In The Octopus, Norris edits on the page, jumping between locations to contrast between the different realities of the disenfranchised working class and the glutted lifestyle of the rich. The discrepancy is laid out in such a way that the reader must feel some level of responsibility for it. The response is a mix of indignation, guilt, and helplessness. Here are the rich, here are the poor, here is the gap between them. The relationship between them, and how we must feel about it, is clear.

Nothing divides them but a line, a visual break in the narrative. No attempt is made on Norris’ part to ease the reader into their new location—the cut is sudden and severe, almost disorienting. It is from this strangely-experimental sequence that Griffith’s own film takes its cues.

A Corner in Wheat combines the most dramatic aspects of The Octopus and The Pit to make a more emotionally-succinct statement about economic disparity. Griffith condenses the thesis of the “Trilogy of the Wheat” in thirteen minutes, showing us the different lives of the wheat crop: in the abstract (the stock market) and in reality, and on the shelves, where market forces have driven its value beyond what can be afforded by lower and middle-class citizens (or even harvested by the impoverished farmers). Cause and effect are placed side by side, as tableaux.

In the second frame, the actors stand still—it is a purely visual moment without any attempt made on the part of the actors to simulate reality. The sense of life having come to a complete halt is clearer in the jarring cut between the intensely animated dinner party scene and this stark portrait. The cut is made too quickly for us to do anything but compare images, and feel.

When Griffith reinterprets the death of Norris’ villain for the screen, he uses the same cutting technique to make a vague moral point. In one frame, the Wheat King falls into the pit of threshed wheat, the very substance that has made him his fortune. In the next, rioting breaks out at the bakery. The police are called in. In the next cut, the Wheat King is all but buried in a violent hourglass effect. Only his fingers are visible.

Parallel editing became, after A Corner in Wheat, a type of statement technique. It was a quick and intuitive way to forge a clear relationship between two separate image sequences that, without this relationship, could have stood for anything.

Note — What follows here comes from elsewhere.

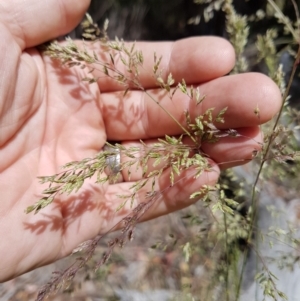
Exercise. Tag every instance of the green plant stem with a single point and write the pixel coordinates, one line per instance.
(254, 200)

In Norris’ 1897 essay, “Fiction is Selection,” he argues that writers are editors more than inventors. The job of “writer and mosaicist alike” is “to select and combine.” It is from the rough-hewn design in a writer’s brain that a story must be whittled, for nothing can be created that is not already, in some form, hidden in the folds of memory. “Imagination!” He writes. “There is no such thing; you can’t imagine anything you have not already seen and observed.”

Film’s greatest strength was, from the start, its ability to emotionally manipulate viewers on a mass scale. It spoke to one as easily and as powerfully as it spoke to millions, controlling viewers seamlessly and guiding them toward a forgone conclusion that they believe they have come upon naturally, by an organic, empathetic process. Filmic storytelling was, in even its earliest manifestations, a way of transforming the frighteningly-unpredictable human body into a predictable set of responses.

If, in the first quarter of the 20th century, the camera as mechanism stood for pure truth, editing was selection, manipulation, and violence. If film as footage stood for impartiality, editing allowed for the presence of an author. Editing was the true artistic aspect of a mode of storytelling that was still too new to be considered an art form. Editing gave film what it desperately needed to become art in the eyes of its audience: a point of view.

Footnotes

  • An early 19th-century motion toy whose effect is similar to that of a strobe light.
  • Subtitled “A Story of San Francisco.”